ACCESS (the Australian Community Climate and Earth System Simulator) is the only global climate model developed in the southern hemisphere. It is the tool that tells us, with Australian landscapes and conditions in mind, what our climate future actually looks like: how much hotter our summers will get, how sea levels will rise along our coasts, how rainfall patterns will shift across our farms and cities.
Without it, we are left borrowing models built for European and northern hemisphere conditions. That is not good enough for a country that faces some of the most severe climate impacts on earth.
The timing makes this worse. While Australia is stepping up, co-chairing the next UN climate talks, our own government is quietly dismantling the scientific infrastructure that gives us credibility at those talks. And this comes just as the United States has gutted its own climate science programs, meaning the global pool of independent modelling capacity is shrinking fast. Australia should be filling that gap, not retreating from it.
We are also mindful of what scientists are now telling us: even under net-zero emissions scenarios, Australia is one of the parts of the world that will continue to warm. Understanding how, and planning for it, requires exactly the kind of high-resolution, Australia-specific projections that ACCESS provides.
Parents for Climate stands with the scientists who have raised the alarm about these cuts, including Professor Sarah Perkins-Kirkpatrick, Professor Christian Jakob, and Professor Andy Hogg, who wrote this week: "The loss of these scientists means we face the threat of losing the capability of having an Australian global climate model altogether."
These cuts may not be reversed. But that doesn't mean they should pass without protest, or without a public record of what was lost, and who allowed it to happen.

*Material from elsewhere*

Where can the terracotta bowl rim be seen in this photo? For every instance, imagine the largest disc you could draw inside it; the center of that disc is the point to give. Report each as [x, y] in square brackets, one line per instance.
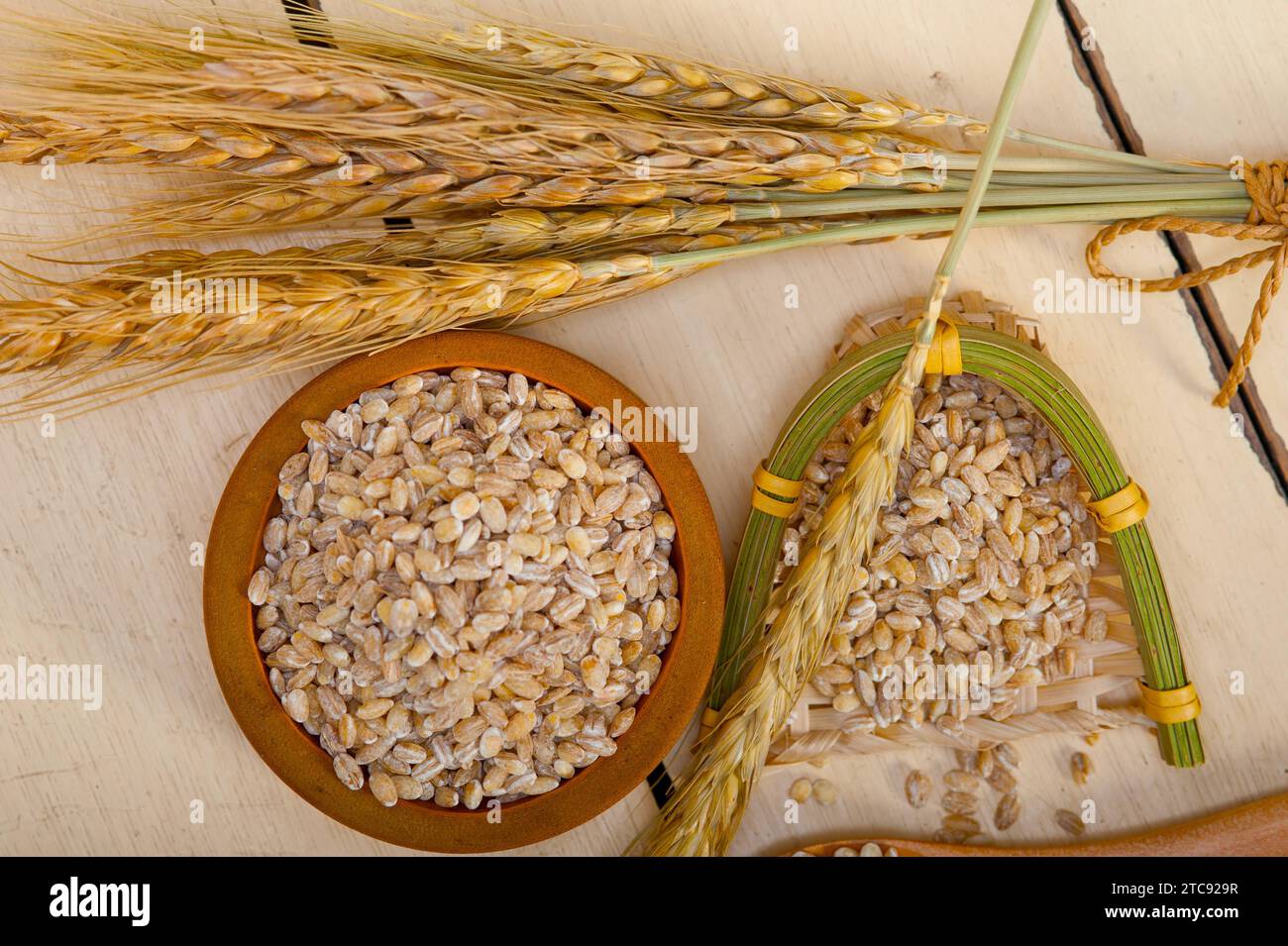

We call on the Australian Government to:
- Restore funding to keep Australia's climate modelling capability intact
- Explain how CSIRO's $387 million funding boost failed to protect its core climate science
- Commit to sovereign climate modelling infrastructure as a long-term national priority
Our children will need to adapt to a changing climate for the rest of their lives. They deserve a government that at least maintains the tools to understand what that future looks like.